Study Finds Benefits With Drug-Coated Stents

ByABC News
March 24, 2008, 1:31 AM

Mar. 23 -- WEDNESDAY, Oct. 3 (HealthDay News) -- Drug-coated stents offered a clear advantage over the bare-metal kind for high-risk patients with blocked coronary arteries, a large Canadian study found.

The rate of restenosis -- having the artery become blocked again after stent implant -- was "significantly lower" over the following two years for those getting drug-coated stents, 7.4 percent versus 10.7 percent. The three-year death rate was 5.5 percent in the coated-stent group, compared to 7.8 percent in the bare-metal group.

"We found the results in low-risk patients were almost identical [between the two types of stents], so we would reserve coated stents for high-risk cases," said study lead author Dr.

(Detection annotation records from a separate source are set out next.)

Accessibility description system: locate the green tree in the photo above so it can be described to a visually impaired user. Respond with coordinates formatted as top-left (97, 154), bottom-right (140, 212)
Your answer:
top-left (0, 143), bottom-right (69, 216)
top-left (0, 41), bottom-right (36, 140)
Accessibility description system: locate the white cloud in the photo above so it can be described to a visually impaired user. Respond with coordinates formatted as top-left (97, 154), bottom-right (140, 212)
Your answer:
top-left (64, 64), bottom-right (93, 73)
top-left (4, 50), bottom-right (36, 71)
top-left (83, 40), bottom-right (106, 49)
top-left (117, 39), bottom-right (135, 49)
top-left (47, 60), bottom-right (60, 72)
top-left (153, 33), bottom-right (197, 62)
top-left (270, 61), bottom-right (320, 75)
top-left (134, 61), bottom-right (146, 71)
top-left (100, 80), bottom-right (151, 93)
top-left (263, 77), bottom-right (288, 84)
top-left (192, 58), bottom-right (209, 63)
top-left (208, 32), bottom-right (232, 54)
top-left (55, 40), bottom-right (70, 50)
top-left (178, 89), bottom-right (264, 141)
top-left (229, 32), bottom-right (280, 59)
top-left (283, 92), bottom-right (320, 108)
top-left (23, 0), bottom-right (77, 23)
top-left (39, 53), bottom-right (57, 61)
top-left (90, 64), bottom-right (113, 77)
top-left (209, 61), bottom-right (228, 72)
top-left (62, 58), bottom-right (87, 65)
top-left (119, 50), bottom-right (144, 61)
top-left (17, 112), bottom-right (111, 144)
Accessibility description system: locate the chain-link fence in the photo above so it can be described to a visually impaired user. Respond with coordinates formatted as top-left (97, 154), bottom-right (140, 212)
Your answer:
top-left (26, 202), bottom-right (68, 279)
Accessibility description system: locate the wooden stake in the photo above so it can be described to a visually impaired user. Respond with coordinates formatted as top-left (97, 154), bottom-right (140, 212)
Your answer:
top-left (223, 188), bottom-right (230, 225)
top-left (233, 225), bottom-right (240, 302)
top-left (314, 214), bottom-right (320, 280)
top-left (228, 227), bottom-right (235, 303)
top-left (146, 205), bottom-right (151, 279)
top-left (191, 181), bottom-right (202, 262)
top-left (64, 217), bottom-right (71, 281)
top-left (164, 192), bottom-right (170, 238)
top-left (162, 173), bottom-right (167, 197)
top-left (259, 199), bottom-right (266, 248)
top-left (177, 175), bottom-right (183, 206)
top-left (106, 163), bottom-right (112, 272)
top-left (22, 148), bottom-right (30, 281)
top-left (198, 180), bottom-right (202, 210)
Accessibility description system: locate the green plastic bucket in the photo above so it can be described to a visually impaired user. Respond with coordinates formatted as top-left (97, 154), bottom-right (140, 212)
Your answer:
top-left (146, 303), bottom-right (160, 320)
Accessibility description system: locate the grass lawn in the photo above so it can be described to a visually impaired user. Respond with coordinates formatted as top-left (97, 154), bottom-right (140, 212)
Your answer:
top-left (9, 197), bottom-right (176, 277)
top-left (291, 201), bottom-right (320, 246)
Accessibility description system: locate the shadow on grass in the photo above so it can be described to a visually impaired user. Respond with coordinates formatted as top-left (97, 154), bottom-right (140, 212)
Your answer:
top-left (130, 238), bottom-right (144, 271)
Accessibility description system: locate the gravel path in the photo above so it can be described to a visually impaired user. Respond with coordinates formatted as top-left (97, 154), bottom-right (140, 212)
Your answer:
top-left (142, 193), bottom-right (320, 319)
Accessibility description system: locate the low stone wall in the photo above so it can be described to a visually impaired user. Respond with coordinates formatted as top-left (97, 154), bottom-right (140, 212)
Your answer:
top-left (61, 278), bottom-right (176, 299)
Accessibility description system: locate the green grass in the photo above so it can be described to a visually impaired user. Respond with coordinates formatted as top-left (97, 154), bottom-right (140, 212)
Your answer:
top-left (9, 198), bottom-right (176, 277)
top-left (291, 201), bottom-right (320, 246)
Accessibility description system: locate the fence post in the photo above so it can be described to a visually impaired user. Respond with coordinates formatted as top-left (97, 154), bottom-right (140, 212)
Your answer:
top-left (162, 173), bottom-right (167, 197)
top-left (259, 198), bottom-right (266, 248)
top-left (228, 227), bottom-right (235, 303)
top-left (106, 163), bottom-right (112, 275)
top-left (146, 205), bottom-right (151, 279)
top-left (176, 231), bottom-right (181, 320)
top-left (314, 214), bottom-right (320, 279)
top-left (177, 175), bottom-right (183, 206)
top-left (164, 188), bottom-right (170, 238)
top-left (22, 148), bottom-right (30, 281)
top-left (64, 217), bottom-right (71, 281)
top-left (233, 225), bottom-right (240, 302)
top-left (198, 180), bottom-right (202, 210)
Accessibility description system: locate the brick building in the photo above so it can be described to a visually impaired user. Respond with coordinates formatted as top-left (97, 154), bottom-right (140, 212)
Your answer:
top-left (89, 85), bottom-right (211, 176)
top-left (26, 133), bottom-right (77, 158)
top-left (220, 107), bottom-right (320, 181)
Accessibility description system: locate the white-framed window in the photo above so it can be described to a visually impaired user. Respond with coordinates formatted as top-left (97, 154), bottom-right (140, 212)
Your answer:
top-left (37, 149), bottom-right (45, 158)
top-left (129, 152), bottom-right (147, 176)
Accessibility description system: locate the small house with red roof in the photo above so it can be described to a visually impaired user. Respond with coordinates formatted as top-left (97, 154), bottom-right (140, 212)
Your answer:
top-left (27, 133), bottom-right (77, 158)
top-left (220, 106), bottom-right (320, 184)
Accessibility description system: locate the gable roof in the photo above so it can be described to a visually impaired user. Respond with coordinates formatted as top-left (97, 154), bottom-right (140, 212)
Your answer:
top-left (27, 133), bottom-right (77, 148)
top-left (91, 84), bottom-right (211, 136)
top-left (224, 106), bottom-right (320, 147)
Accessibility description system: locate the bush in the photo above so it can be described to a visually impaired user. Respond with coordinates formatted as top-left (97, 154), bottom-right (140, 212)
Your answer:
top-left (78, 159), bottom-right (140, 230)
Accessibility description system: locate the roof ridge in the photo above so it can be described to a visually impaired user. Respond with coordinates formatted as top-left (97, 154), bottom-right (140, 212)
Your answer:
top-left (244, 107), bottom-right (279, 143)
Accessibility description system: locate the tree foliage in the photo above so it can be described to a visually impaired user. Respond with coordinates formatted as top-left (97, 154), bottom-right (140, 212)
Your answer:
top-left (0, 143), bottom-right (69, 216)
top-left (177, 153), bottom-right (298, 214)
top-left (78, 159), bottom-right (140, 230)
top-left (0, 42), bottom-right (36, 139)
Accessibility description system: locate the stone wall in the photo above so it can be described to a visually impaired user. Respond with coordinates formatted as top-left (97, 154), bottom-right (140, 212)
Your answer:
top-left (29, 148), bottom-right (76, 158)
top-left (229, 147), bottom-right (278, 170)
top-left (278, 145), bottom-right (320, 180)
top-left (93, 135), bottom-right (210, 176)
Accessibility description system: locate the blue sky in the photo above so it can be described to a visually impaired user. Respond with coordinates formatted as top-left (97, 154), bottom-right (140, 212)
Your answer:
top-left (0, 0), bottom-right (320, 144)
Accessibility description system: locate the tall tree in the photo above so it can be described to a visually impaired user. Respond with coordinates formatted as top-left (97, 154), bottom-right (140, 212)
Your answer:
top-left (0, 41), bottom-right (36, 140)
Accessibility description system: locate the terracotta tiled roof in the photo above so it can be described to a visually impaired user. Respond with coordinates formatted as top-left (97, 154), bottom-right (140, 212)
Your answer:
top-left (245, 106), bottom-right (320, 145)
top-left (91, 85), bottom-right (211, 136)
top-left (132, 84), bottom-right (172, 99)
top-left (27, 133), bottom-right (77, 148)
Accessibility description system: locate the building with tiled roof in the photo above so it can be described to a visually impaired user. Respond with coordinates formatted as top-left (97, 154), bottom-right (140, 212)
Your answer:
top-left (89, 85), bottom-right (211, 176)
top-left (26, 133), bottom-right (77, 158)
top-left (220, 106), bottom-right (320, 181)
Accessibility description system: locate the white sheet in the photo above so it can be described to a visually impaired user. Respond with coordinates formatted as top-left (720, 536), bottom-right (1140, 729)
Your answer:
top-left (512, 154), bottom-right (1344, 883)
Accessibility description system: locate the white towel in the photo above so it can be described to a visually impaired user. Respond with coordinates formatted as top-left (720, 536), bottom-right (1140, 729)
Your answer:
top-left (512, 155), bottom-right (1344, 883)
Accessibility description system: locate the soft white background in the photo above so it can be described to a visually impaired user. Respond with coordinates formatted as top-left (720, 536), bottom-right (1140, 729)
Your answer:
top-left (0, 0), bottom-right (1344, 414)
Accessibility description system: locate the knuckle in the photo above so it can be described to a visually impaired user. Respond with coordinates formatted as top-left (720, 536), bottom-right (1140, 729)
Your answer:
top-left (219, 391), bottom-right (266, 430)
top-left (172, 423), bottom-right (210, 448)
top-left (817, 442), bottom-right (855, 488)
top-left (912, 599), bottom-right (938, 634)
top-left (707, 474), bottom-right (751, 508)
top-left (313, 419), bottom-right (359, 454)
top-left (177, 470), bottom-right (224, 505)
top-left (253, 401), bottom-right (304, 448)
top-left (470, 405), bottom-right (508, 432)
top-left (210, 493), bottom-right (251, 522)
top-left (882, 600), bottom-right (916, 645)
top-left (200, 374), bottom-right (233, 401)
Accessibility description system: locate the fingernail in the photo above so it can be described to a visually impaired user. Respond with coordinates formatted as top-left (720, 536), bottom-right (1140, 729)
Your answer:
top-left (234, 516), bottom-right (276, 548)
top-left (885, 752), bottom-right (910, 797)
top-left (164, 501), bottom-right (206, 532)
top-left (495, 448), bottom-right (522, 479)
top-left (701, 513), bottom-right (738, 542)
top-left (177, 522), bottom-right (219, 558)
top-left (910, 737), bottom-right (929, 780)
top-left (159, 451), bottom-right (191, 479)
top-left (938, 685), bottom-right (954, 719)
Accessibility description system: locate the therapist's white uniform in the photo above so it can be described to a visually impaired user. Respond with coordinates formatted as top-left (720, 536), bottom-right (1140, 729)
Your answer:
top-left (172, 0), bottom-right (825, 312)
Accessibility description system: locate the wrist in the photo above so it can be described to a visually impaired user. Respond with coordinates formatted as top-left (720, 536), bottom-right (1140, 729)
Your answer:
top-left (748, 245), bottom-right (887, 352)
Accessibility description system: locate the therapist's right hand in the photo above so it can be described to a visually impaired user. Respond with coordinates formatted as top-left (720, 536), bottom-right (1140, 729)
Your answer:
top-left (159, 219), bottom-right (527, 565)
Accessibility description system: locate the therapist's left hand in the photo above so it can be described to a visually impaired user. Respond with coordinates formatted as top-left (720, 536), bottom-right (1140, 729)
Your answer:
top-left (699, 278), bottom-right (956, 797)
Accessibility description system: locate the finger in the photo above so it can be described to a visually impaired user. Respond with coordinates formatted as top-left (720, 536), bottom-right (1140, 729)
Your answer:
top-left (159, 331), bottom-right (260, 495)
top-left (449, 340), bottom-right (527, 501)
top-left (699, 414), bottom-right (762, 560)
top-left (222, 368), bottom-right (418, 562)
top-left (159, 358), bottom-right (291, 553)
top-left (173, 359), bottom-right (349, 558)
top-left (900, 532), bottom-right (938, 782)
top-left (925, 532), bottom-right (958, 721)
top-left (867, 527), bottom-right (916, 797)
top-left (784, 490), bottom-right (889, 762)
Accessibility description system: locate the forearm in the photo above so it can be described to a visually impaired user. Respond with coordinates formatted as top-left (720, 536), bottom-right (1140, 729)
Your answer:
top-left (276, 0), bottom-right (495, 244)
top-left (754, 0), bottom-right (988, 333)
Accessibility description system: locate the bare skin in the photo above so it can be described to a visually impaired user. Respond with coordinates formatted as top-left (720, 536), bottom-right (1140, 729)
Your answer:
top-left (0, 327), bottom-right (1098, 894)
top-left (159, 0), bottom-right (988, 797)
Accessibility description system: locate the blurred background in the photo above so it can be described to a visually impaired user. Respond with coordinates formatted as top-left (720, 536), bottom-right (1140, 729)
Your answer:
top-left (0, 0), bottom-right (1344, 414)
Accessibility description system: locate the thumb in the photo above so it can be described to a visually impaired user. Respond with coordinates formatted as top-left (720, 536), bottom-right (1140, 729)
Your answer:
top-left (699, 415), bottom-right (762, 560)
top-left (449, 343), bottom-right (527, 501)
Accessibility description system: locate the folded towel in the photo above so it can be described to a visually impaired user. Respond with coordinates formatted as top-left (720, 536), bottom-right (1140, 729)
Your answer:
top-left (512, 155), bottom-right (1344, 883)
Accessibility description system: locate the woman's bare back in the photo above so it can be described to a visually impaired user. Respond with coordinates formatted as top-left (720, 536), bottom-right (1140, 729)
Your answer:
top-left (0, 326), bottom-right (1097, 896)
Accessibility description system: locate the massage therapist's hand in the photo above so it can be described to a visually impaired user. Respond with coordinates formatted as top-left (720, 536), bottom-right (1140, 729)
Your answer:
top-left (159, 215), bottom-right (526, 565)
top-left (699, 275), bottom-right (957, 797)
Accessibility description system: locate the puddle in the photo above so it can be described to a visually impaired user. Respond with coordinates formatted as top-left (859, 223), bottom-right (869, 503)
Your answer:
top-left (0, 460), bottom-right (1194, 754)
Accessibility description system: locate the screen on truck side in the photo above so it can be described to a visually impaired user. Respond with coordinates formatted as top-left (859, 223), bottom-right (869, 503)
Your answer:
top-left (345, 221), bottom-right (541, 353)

Jack V. Tu, a senior scientist at the Institute for Clinical Evaluative Sciences in Toronto.

The study findings also provide some comfort about worries that a high rate of restenosis increases the risk of heart attacks in those getting coated stents. The two-year heart attack rate was similar in the two groups, 5.2 percent for bare-metal stents and 5.7 percent for coated stents.

"These were traditional heart attacks rather than being caused by restenosis, so it provides a lot of reassurance," Tu said.

The findings are published in the Oct. 4 issue of the New England Journal of Medicine.

The dominant drug-eluting stent used in the trial was the Taxus, coated with the drug paclitaxel and marketed by Boston Scientific, Tu said. It was used in 80 of those getting a coated stent, with about 17 percent getting the Cypher, which is coated with sirolimus and marketed by Cordis.

Recent studies have found the risk of restenosis is lower with the Cypher stent. Tu said his group has not yet looked for a product-to-product comparison.

The study defined high risk as the presence of two of three risk factors for restenosis -- diabetes, having smaller blood vessels and having very long blockages.

Use of a bare-metal stent versus a drug-coated stent thus depends on a recipient's risk profile, Tu said. "Unless I were a high-risk patient with two or three risk factors, I would be better off with a bare-metal stent," he said. I would reserve the coated stent for high-risk patients.